ARGUMENT
The District Court had the power to provide all Havasupai Tribe members ever named as plaintiffs in this lawsuit the equitable remedy of compensatory education. The District Court’s failure to recognize this authority led it to erroneously dismiss certain named plaintiffs and would leave unremedied the violations of federal law experienced by those named plaintiffs currently enrolled as students in HES.
The Indian Education Act (“IEA”), which governs BIE-funded schools, requires the BIE to provide “the highest quality” education for the Havasupai youth attending the BIE-funded and operated HES. 25 U.S.C. § 2000. A series of corresponding regulations require the BIE to provide a comprehensive curriculum to these students that includes core academic classes, integration of the unique cultural and learning styles of the Havasupai students, and other education designed to promote a successful future. 25 C.F.R. § 36. But the BIE’s own admission, as well as the facts gathered during discovery, show that the BIE has failed to fulfill its legal obligations to the Havasupai.

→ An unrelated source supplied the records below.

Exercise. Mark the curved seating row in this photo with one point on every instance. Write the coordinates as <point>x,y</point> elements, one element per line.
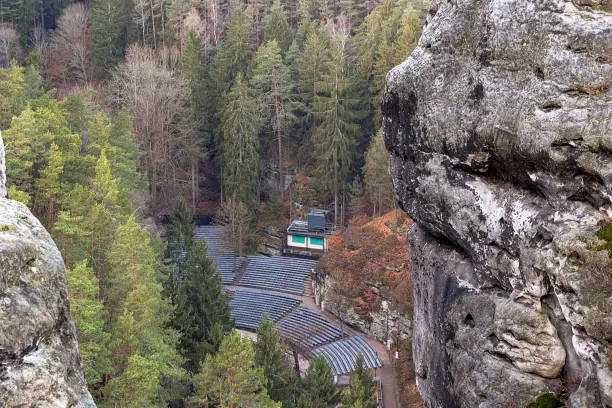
<point>248,308</point>
<point>277,273</point>
<point>308,329</point>
<point>341,355</point>
<point>215,239</point>
<point>227,266</point>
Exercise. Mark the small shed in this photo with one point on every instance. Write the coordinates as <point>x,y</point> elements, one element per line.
<point>309,237</point>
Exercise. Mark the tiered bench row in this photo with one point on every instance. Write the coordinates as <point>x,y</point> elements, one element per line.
<point>227,266</point>
<point>248,308</point>
<point>308,329</point>
<point>215,239</point>
<point>277,273</point>
<point>341,355</point>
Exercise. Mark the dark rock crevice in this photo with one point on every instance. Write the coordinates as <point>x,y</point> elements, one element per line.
<point>506,175</point>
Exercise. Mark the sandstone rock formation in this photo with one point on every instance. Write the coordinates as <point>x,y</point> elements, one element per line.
<point>39,357</point>
<point>2,169</point>
<point>499,126</point>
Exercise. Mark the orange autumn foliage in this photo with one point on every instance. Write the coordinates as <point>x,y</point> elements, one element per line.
<point>372,254</point>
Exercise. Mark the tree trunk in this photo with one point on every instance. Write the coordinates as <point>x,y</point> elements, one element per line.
<point>296,362</point>
<point>193,188</point>
<point>153,24</point>
<point>281,185</point>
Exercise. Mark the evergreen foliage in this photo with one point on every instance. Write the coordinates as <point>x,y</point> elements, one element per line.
<point>317,388</point>
<point>202,311</point>
<point>271,356</point>
<point>240,146</point>
<point>230,377</point>
<point>361,390</point>
<point>193,86</point>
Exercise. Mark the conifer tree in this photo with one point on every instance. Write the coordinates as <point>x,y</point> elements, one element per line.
<point>272,82</point>
<point>270,355</point>
<point>334,138</point>
<point>143,347</point>
<point>378,184</point>
<point>201,307</point>
<point>240,125</point>
<point>232,58</point>
<point>88,314</point>
<point>180,232</point>
<point>277,28</point>
<point>361,389</point>
<point>230,377</point>
<point>317,387</point>
<point>48,185</point>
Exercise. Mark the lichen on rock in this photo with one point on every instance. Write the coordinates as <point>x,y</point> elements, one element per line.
<point>499,126</point>
<point>39,357</point>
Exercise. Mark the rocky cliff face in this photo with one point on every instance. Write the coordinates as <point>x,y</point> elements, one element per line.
<point>39,357</point>
<point>500,131</point>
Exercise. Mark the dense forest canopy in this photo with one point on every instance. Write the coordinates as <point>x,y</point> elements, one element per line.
<point>110,110</point>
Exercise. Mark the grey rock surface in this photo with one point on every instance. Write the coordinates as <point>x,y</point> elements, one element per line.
<point>2,169</point>
<point>40,364</point>
<point>499,126</point>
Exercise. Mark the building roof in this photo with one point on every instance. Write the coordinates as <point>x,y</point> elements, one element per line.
<point>299,227</point>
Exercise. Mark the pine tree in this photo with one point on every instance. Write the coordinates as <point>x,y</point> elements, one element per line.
<point>232,58</point>
<point>87,313</point>
<point>180,232</point>
<point>272,82</point>
<point>48,185</point>
<point>317,387</point>
<point>378,184</point>
<point>143,347</point>
<point>334,138</point>
<point>270,355</point>
<point>277,28</point>
<point>230,378</point>
<point>201,306</point>
<point>361,390</point>
<point>240,125</point>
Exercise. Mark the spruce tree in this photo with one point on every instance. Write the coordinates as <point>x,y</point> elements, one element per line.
<point>88,314</point>
<point>317,387</point>
<point>361,389</point>
<point>270,355</point>
<point>230,377</point>
<point>240,124</point>
<point>201,305</point>
<point>277,28</point>
<point>48,185</point>
<point>143,346</point>
<point>334,138</point>
<point>180,232</point>
<point>271,80</point>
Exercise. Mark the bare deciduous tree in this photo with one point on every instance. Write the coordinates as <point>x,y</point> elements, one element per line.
<point>69,53</point>
<point>150,86</point>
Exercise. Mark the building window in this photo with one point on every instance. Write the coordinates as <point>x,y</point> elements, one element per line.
<point>316,241</point>
<point>298,239</point>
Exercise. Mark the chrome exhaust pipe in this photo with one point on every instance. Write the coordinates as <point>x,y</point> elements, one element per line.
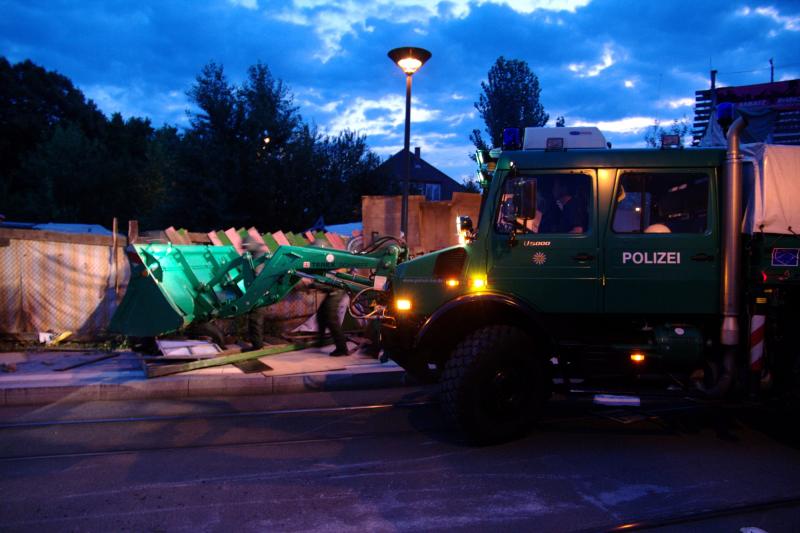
<point>732,241</point>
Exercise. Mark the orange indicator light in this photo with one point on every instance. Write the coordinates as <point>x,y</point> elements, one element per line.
<point>478,283</point>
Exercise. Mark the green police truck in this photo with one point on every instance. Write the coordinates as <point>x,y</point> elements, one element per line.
<point>601,269</point>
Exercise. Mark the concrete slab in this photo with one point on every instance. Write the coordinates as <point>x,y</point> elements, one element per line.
<point>35,381</point>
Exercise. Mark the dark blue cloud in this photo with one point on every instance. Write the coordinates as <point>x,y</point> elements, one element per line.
<point>140,57</point>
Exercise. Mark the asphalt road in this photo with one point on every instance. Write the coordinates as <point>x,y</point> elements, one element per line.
<point>381,461</point>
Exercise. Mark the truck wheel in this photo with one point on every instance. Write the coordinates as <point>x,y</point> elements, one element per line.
<point>493,385</point>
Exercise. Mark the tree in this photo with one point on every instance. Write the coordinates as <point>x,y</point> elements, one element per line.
<point>509,99</point>
<point>652,136</point>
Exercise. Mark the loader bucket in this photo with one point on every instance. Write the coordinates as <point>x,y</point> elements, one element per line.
<point>168,287</point>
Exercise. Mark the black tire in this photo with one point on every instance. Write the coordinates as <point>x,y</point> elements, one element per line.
<point>493,385</point>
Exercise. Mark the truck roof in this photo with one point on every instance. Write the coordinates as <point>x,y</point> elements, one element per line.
<point>616,158</point>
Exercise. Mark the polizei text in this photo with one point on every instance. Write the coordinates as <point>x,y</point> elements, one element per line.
<point>651,258</point>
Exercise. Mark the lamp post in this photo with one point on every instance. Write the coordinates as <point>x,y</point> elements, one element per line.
<point>409,59</point>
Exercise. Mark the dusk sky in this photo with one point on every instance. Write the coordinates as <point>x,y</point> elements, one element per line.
<point>617,65</point>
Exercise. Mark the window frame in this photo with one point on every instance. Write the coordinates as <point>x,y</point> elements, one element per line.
<point>711,222</point>
<point>591,201</point>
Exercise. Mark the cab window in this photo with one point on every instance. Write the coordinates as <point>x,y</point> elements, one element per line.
<point>661,202</point>
<point>545,203</point>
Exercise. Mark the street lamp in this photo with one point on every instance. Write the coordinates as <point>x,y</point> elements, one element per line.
<point>409,59</point>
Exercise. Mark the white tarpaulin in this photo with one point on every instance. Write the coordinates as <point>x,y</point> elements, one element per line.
<point>773,188</point>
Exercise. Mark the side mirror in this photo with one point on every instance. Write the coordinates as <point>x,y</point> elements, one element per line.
<point>527,203</point>
<point>465,229</point>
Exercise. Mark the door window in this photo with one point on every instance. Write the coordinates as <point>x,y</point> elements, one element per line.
<point>661,202</point>
<point>545,203</point>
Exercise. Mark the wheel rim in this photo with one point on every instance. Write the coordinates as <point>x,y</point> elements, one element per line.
<point>506,394</point>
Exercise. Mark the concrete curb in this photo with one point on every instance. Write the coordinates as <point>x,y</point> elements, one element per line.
<point>195,386</point>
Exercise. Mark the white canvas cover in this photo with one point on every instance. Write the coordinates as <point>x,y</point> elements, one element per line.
<point>772,187</point>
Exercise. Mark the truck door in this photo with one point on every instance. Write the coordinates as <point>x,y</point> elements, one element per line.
<point>661,246</point>
<point>544,245</point>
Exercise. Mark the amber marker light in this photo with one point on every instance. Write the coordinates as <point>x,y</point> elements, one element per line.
<point>478,283</point>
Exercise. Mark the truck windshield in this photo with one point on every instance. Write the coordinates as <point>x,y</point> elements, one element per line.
<point>561,204</point>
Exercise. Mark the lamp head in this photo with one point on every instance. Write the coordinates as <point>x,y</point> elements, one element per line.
<point>409,58</point>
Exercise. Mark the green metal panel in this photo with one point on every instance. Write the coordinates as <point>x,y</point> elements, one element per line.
<point>544,269</point>
<point>664,273</point>
<point>296,240</point>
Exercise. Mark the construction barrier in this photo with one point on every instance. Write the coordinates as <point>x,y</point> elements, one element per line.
<point>58,282</point>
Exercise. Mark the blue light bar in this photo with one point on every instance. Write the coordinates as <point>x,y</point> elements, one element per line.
<point>512,140</point>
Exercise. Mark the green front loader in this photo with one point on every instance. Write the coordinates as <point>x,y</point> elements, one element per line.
<point>172,286</point>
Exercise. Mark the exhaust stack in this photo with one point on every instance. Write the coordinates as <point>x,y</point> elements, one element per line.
<point>731,244</point>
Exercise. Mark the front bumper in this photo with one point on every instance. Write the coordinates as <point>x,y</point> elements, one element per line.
<point>399,343</point>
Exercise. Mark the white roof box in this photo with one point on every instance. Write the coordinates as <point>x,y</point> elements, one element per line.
<point>563,139</point>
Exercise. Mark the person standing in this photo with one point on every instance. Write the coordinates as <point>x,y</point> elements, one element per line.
<point>328,314</point>
<point>257,317</point>
<point>328,319</point>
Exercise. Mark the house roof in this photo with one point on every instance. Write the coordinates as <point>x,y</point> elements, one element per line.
<point>421,170</point>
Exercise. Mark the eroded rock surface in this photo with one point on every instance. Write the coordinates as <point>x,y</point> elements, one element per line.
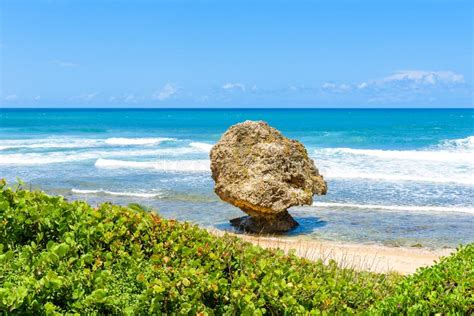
<point>263,173</point>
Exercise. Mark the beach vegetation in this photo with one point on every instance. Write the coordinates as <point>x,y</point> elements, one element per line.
<point>60,257</point>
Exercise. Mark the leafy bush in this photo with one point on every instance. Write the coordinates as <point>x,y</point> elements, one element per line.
<point>446,287</point>
<point>68,257</point>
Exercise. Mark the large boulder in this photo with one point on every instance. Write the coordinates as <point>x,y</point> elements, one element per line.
<point>263,173</point>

Accordingly, the Court is empowered under the Administrative Procedure Act (“APA”) to “compel agency action unlawfully withheld.” 5 U.S.C. § 706.

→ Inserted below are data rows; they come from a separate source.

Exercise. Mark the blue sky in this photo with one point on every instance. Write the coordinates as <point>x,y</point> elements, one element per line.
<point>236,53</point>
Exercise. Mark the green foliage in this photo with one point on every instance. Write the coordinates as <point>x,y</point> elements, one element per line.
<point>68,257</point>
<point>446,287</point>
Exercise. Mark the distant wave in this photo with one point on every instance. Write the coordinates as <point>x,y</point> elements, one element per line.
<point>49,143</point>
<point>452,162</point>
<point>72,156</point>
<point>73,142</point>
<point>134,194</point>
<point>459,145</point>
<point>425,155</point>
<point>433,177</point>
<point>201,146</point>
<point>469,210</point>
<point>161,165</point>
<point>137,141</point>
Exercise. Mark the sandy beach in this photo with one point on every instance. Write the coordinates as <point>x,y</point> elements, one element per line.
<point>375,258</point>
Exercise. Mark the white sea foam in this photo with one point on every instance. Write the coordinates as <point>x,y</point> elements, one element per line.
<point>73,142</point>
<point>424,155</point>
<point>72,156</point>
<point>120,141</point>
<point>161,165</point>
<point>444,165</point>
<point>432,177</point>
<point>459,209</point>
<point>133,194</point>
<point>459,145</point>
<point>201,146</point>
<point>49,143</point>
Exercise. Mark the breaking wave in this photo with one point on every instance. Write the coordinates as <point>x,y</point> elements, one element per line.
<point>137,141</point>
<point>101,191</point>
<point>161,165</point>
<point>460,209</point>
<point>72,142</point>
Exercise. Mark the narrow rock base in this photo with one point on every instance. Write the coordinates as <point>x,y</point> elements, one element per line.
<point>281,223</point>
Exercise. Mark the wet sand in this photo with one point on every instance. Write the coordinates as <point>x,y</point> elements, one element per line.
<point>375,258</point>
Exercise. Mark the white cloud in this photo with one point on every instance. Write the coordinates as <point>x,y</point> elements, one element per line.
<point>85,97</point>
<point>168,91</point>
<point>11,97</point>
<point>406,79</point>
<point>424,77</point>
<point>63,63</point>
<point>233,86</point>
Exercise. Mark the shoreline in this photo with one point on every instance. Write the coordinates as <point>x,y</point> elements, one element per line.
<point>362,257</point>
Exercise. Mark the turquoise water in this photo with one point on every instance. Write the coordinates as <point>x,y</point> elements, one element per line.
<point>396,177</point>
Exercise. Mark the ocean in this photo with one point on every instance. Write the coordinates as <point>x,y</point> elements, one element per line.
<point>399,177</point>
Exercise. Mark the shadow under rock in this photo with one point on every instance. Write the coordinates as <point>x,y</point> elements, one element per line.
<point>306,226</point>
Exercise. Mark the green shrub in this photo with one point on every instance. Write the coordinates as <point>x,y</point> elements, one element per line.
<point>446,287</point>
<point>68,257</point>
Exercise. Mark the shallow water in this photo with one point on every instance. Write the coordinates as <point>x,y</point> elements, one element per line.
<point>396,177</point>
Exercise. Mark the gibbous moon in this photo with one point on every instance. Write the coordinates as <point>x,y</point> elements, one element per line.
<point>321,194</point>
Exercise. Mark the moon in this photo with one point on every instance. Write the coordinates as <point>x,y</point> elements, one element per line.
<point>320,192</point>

The District Court had the power under the APA to award equitable remedies such as compensatory education to remedy violations of these legal duties. Compensatory education is a forward-looking injunctive remedy designed to provide services and resources to students previously deprived of adequate—and necessary—education. See R.P. ex rel. C.P. v. Prescott Unified Sch. Dist., 631 F.3d 1117, 1125 (9th Cir. 2011) (“Compensatory education is an equitable remedy that seeks to make up for educational services the child should have received in the first place.”) (quotation omitted); Reid ex rel. Reid v. D.C., 401 F.3d 516, 522 (D.D.C. 2005) (“Under the theory of ‘compensatory education,’ courts and hearing officers may award ‘educational services ... to be provided prospectively to compensate for a past deficient program.’”). For decades, federal courts have deployed this remedy to ensure students facing barriers to their education— whether due to disability, language, or vestiges of the formerly segregated public school system—receive an adequate education. Given the discrimination the Havasupai have endured, including in the education of their children, compensatory education is appropriate and necessary here, and falls squarely within the Court’s equitable authority.